During the first eleven years of her career, working at English Heritage, she taught herself to use a PC and immediately started creating prototype databases in spreadsheets. She went on to develop systems to help in the management of complex heritage site projects and in forward planning, both at regional and national level.
She has led, planned and reviewed some cultural heritage digitisation projects during the past decade. When leading the Tyneside Life and Times project (part of the NOF Digitise initiative), she worked with a former colleague from the Institute for Image Data Resarch at the University of Northumbria to provide a CBIR search tool on the website.

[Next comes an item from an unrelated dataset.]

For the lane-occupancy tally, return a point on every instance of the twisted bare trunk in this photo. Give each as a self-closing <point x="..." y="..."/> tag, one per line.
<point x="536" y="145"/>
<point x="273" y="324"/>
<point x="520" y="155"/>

She is interested in cultural metadata, and has developed a couple of controlled vocabularies: historical photographic media; and a very extensive historic parks and gardens one.
More recently, she has focused on the potential of social media for cultural institutions, and has looked at how QR codes could be used.
For many years, Janet has been using digital tools to produce art and design, most obviously in her photographs but also in the development of her other work, including her two artworks in the V&A Museum’s permanent collection.

Bettina Nissen is a Newcastle based product designer creating contemporary furniture and home accessories with a twist. Her pieces often feature contrasting elements and diverse materials with the aim of creatingcurious, thoughtful and witty products. Utilizing new technology fused with her unique sense of humour Nissen’s designs are light-hearted takes on daily life objects.
Born in Germany, Bettina Nissen earned her MA from the University of Art and Design Halle (Germany) and studied at the Danish Design School in Copenhagen (Denmark) before working for Boym Partners in New York and Cohda Design in Newcastle. Her designs have been exhibited internationally in the US, Europe and the UK.

Paul (@nrocy) is a self-confessed geek who just can’t get enough of new things to learn from, or tinker with. He’s had a weakness for 3D since his days of building software renderers and cobbling together POV-Ray scripts on a battered old 386. Should RSI loom, he can usually be found with a soldering iron in his hand. Or a beer. Occasionally both!